Champagner und Kaviar für alle: "Museum des Kapitalismus" hat in Kreuzberg eröffnet
Es geht um "Mehrwert", "Akkumulation", "Arbeit" und natürlich "Kapital". Schon diese Begriffe weisen darauf hin, wer ein Ahnherr des neuen "Museums des Kapitalismus" ist.
Der Geburtstag von Karl Marx jährt sich am 5. Mai zum 200. Mal. Und selbst wer nur wenig Kenntnis von seinem Hauptwerk "Das Kapital" hat, verbindet solche Begriffe mit ihm.
Mit ihnen spielt auch das "Museum des Kapitalismus", das Ende Februar in der Köpenicker Straße 172 eröffnet hat. Die Macher, eine Gruppe von Studenten und jungen Berufstätigen, bezeichnen ihren Ausstellungsort als einzigen weltweit, der sich mit diesem Thema beschäftigt und wundern sich darüber, dass das so ist.
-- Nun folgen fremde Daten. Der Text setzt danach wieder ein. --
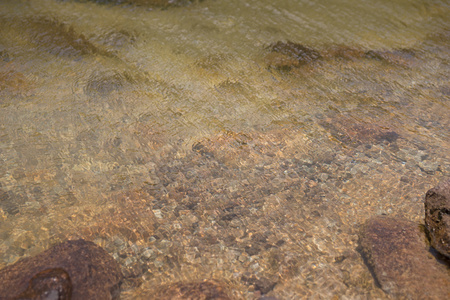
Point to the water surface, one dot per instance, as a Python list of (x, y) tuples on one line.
[(179, 140)]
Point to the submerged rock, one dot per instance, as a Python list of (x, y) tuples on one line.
[(397, 252), (148, 3), (206, 289), (437, 217), (286, 55), (350, 131), (79, 265), (49, 284)]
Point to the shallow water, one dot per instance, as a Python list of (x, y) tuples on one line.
[(179, 140)]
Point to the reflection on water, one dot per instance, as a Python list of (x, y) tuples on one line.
[(243, 141)]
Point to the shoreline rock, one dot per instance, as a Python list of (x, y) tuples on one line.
[(437, 217), (85, 268), (398, 255)]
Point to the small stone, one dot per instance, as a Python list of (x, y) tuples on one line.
[(437, 217), (206, 289), (398, 254)]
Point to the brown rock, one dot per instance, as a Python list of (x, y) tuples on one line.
[(398, 254), (352, 132), (94, 274), (49, 284), (206, 289), (286, 55), (437, 217)]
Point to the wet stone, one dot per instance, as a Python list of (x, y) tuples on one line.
[(437, 217), (350, 131), (49, 284), (93, 273), (206, 289), (60, 39), (148, 3), (287, 55), (397, 252)]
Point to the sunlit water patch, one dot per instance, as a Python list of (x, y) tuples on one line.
[(243, 141)]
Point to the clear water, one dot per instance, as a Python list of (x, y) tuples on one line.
[(168, 137)]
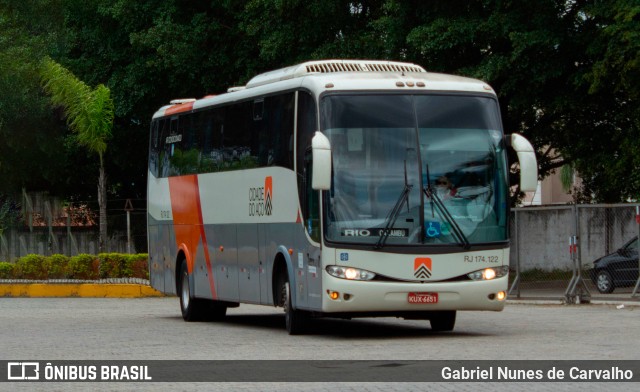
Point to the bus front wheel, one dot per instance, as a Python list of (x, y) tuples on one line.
[(197, 309), (295, 320), (443, 321)]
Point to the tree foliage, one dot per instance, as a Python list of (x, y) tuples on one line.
[(89, 114), (566, 72)]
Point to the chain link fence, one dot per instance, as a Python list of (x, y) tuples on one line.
[(575, 252), (51, 227)]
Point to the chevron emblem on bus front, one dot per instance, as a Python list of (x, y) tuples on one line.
[(422, 268)]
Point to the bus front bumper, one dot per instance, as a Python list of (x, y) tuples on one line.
[(346, 296)]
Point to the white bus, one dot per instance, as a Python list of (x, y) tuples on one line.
[(336, 188)]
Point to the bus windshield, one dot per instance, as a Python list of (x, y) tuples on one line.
[(415, 170)]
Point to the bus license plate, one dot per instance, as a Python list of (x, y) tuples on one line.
[(423, 298)]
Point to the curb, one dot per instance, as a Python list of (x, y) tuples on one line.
[(83, 290)]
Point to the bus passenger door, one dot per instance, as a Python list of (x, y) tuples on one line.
[(248, 263), (262, 264), (226, 266), (156, 263)]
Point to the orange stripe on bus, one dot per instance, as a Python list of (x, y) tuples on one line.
[(187, 220), (179, 108)]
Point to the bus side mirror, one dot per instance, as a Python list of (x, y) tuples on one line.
[(528, 162), (321, 155)]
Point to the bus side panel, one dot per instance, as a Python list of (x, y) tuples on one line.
[(248, 263), (225, 261), (263, 262), (156, 265), (169, 252), (310, 255)]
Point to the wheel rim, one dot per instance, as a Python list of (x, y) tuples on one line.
[(603, 282), (185, 291)]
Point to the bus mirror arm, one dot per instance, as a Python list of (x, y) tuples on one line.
[(527, 159), (321, 169)]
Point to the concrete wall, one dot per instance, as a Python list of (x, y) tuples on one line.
[(540, 236)]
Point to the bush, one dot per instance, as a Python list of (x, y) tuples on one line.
[(6, 270), (112, 265), (31, 267), (84, 266), (57, 266), (137, 266)]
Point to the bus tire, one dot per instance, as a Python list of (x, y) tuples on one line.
[(443, 321), (197, 309), (295, 320)]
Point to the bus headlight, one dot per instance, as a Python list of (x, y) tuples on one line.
[(489, 273), (349, 273)]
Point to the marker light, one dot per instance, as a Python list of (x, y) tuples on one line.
[(489, 273), (349, 273)]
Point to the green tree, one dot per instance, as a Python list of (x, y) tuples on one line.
[(89, 114)]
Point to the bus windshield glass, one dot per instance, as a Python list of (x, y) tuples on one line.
[(415, 170)]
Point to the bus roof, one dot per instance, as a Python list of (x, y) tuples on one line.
[(337, 75)]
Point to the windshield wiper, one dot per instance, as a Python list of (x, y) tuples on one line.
[(395, 211), (435, 200)]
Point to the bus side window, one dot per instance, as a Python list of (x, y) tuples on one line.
[(309, 204)]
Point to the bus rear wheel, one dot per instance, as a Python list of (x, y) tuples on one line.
[(295, 320), (197, 309), (443, 321)]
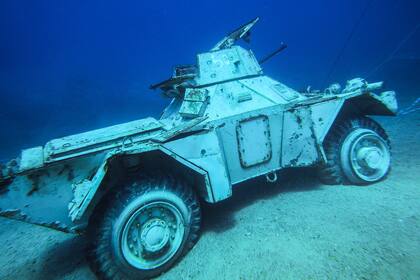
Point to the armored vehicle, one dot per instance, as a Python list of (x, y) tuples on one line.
[(136, 188)]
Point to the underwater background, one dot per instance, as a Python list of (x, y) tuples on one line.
[(71, 66)]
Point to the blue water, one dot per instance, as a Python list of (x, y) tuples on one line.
[(70, 66)]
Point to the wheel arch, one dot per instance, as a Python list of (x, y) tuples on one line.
[(369, 104), (118, 169)]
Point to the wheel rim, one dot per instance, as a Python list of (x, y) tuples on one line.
[(152, 235), (369, 157)]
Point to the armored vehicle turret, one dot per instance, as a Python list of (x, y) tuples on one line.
[(136, 187)]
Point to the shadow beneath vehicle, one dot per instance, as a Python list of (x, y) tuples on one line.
[(220, 217)]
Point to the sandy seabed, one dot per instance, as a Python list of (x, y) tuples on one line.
[(294, 229)]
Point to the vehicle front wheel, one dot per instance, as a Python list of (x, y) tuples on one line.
[(358, 152), (144, 229)]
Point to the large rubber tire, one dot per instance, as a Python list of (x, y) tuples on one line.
[(141, 230), (358, 152)]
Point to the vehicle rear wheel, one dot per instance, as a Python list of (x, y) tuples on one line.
[(144, 229), (358, 152)]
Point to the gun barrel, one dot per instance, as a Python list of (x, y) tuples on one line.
[(265, 59)]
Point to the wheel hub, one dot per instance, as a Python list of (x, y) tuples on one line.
[(154, 235), (370, 157)]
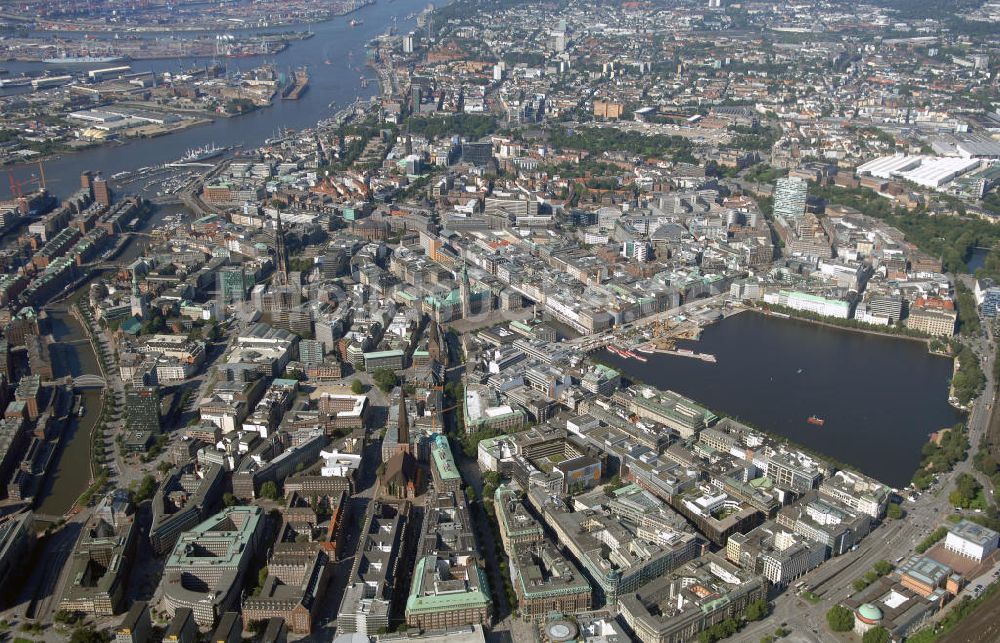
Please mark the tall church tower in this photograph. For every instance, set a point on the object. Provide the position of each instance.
(465, 291)
(281, 275)
(403, 436)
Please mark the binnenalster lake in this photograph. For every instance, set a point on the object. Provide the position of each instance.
(880, 397)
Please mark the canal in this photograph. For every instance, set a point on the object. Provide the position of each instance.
(73, 355)
(335, 57)
(880, 397)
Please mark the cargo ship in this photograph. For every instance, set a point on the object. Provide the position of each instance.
(300, 83)
(83, 60)
(202, 153)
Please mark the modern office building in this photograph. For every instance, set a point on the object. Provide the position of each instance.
(183, 499)
(102, 559)
(311, 351)
(205, 572)
(612, 552)
(790, 196)
(971, 540)
(545, 581)
(858, 492)
(678, 606)
(365, 606)
(136, 627)
(780, 555)
(142, 407)
(293, 589)
(448, 588)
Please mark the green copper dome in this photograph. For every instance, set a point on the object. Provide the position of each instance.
(870, 613)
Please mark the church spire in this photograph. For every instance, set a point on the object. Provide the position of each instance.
(281, 275)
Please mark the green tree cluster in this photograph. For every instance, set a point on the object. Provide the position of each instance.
(598, 140)
(969, 380)
(878, 570)
(384, 378)
(968, 493)
(938, 458)
(470, 126)
(269, 490)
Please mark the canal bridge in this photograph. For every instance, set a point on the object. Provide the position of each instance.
(89, 380)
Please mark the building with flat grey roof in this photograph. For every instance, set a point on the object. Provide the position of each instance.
(449, 587)
(967, 538)
(101, 561)
(368, 596)
(546, 581)
(293, 589)
(181, 628)
(205, 571)
(136, 627)
(677, 606)
(183, 499)
(618, 557)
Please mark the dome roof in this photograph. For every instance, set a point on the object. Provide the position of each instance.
(870, 613)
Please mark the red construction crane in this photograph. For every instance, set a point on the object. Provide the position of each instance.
(15, 186)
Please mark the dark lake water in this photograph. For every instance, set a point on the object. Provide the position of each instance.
(338, 82)
(880, 397)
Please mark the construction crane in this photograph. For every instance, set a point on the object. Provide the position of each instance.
(17, 186)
Der Kapitalismus ist allgegenwärtig, ihn darzustellen schon schwieriger. Es soll ja nicht langweilig werden und Erkenntnisgewinn vermitteln. Die Macher lösen das ganz gut. Mit anschaulichen Exponaten und interaktivem Begleitprogramm. Deshalb ist das Museum auch ziemlich zeitgemäß.
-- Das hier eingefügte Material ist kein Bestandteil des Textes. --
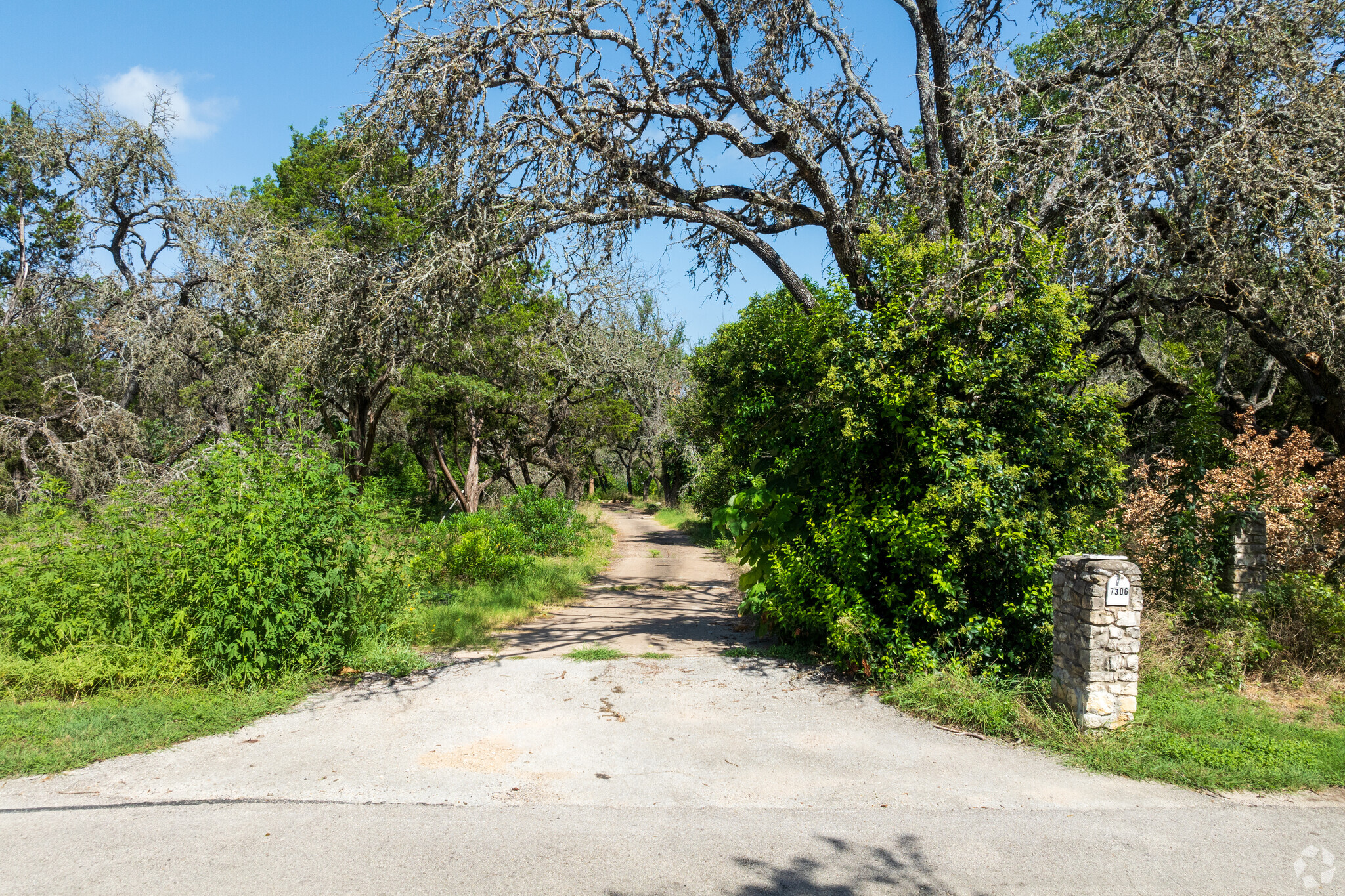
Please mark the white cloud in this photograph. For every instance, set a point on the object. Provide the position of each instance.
(129, 95)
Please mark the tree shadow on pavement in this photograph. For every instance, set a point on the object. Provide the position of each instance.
(841, 868)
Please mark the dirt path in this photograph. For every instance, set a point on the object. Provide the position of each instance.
(662, 594)
(527, 773)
Anhand eines Wasserkreislaufs wird der kapitalistische Wirtschaftskreislauf dargestellt. Der Hauptfluss landet beim Kapitalisten, nur ein Rinnsal in Form von Lohn bei seinen Angestellten. Weshalb sich auch die Waage zwischen Kapital und Arbeit in einem weiteren Aufbau immer zu Lasten der letzteren neigt.
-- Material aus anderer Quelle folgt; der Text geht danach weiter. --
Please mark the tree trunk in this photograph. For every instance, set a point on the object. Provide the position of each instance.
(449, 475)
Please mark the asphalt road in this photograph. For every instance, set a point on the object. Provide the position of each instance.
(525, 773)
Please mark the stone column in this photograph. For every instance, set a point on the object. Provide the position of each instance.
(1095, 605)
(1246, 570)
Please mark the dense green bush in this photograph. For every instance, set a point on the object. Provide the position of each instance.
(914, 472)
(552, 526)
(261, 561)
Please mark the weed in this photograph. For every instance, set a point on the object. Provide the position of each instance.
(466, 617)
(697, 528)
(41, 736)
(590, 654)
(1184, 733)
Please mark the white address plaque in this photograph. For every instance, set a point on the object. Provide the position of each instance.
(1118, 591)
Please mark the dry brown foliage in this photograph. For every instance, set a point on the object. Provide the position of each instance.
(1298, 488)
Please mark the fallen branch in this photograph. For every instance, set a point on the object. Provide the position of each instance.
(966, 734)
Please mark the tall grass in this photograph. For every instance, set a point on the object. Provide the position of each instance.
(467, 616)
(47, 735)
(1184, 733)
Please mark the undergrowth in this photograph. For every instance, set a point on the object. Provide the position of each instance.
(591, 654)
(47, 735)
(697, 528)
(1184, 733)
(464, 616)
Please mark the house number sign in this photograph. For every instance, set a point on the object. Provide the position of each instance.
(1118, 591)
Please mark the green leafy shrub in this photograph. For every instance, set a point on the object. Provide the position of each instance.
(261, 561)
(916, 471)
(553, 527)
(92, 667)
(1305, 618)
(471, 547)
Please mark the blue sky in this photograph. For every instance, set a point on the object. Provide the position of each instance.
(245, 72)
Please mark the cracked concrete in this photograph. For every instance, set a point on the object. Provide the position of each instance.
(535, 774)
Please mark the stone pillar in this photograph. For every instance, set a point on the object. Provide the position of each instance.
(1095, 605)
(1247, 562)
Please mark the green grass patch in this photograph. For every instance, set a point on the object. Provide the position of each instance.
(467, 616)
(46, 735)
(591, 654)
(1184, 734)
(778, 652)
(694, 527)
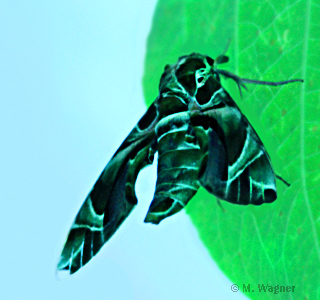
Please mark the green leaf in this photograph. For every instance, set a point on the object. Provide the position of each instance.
(278, 243)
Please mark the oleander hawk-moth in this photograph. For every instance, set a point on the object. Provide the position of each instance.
(202, 139)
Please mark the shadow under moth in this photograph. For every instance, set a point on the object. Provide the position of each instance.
(202, 139)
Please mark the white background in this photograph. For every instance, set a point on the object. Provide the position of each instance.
(70, 92)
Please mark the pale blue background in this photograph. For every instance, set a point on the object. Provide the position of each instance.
(70, 91)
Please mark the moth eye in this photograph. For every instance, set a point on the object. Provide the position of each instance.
(210, 60)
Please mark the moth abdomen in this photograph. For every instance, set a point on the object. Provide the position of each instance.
(179, 159)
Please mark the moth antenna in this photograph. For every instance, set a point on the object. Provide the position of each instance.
(285, 182)
(219, 203)
(270, 82)
(241, 81)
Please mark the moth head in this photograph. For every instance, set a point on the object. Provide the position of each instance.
(196, 75)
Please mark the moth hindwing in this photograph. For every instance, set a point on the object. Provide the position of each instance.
(202, 139)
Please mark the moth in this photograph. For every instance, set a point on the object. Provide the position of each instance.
(202, 139)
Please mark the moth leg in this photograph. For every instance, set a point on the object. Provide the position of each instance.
(285, 182)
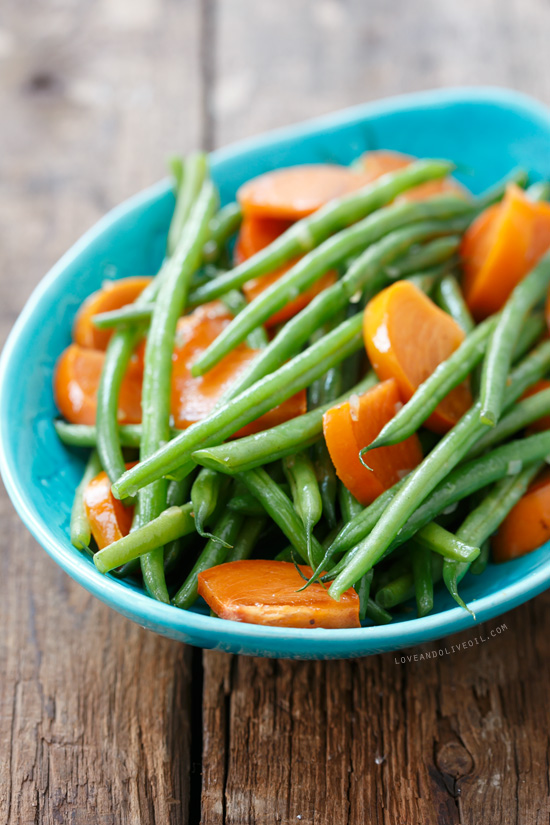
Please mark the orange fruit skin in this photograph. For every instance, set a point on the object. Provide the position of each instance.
(354, 424)
(109, 519)
(406, 337)
(500, 247)
(527, 525)
(260, 591)
(112, 295)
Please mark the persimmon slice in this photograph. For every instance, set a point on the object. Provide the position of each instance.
(406, 337)
(109, 519)
(266, 592)
(112, 295)
(350, 426)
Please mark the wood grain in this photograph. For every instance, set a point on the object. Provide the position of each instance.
(94, 711)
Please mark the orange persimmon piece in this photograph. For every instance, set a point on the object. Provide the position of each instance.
(543, 423)
(406, 337)
(76, 380)
(109, 519)
(112, 295)
(297, 191)
(257, 233)
(266, 592)
(194, 398)
(382, 161)
(350, 426)
(501, 247)
(527, 525)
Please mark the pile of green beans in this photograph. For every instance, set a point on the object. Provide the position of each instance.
(202, 500)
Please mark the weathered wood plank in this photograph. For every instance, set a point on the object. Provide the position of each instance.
(457, 739)
(94, 711)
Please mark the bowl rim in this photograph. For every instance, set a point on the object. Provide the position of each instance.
(138, 605)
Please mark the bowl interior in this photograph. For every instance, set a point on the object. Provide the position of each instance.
(485, 133)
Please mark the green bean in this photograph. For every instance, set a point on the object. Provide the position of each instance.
(80, 526)
(377, 614)
(364, 273)
(306, 234)
(215, 552)
(313, 266)
(224, 224)
(177, 494)
(285, 439)
(447, 375)
(530, 334)
(279, 507)
(363, 591)
(235, 303)
(450, 298)
(499, 353)
(396, 592)
(247, 539)
(432, 470)
(495, 193)
(485, 519)
(83, 435)
(525, 412)
(349, 506)
(479, 565)
(539, 191)
(424, 257)
(156, 392)
(254, 402)
(423, 579)
(462, 482)
(437, 539)
(195, 170)
(171, 524)
(304, 488)
(118, 354)
(204, 498)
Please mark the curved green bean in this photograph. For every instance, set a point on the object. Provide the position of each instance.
(306, 234)
(497, 362)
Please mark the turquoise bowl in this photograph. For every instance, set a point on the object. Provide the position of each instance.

Es ist die klassische Struktur, beginnend bei Karl Marx, die dort weitgehend erzählt und präsentiert wird. Auch wenn Anklänge an die Jetztzeit nicht fehlen. So sei jeder Mensch Verkäufer seiner "Ware", die einige wenige zu Monopolisten macht. Das Geld wird als Wurzel dieses Übels ausgemacht Die Folge sind ein ungesättigtes Marktangebot einerseits und Verelendung andererseits. Dadurch seien die Menschen nicht mehr in der Lage, am Leben wirklich teilnehmen zu können. Der Kapitalismus ist krisenimmanent und vernichtet am Ende sich selbst, so lautet hier die Quintessenz.
Sie ergibt natürlich nicht das vollständige Bild. Schon von Marx unterschätzt wurden staatliche Eingriffsmöglichkeiten, von der Sozialgesetzgebung bis zur sozialen Marktwirtschaft. Alles kann, nichts muss unbedingt so kommen. Auch wenn richtig ist, dass die Auswüchse, vor allem des aktuellen Finanzkapitalismus, Marx heute mehr zu bestätigen scheinen als vor 30 oder 40 Jahren.
Dazu kommen die heutigen Veränderungen in der Arbeitswelt. Statt wie einst Massen von Fabrikarbeitern spielen heute Solo-Selbständige eine immer größere Rolle. Häufig in prekären Verhältnissen. Gleichzeitig sind sie auf ihre Art auch eine Form von "Kapitalisten". Im besten Fall können sie zu Start-up-Millionären werden. Wobei, ebenfalls richtig, die gesellschaftliche Schere zwischen arm und reich immer größer wird.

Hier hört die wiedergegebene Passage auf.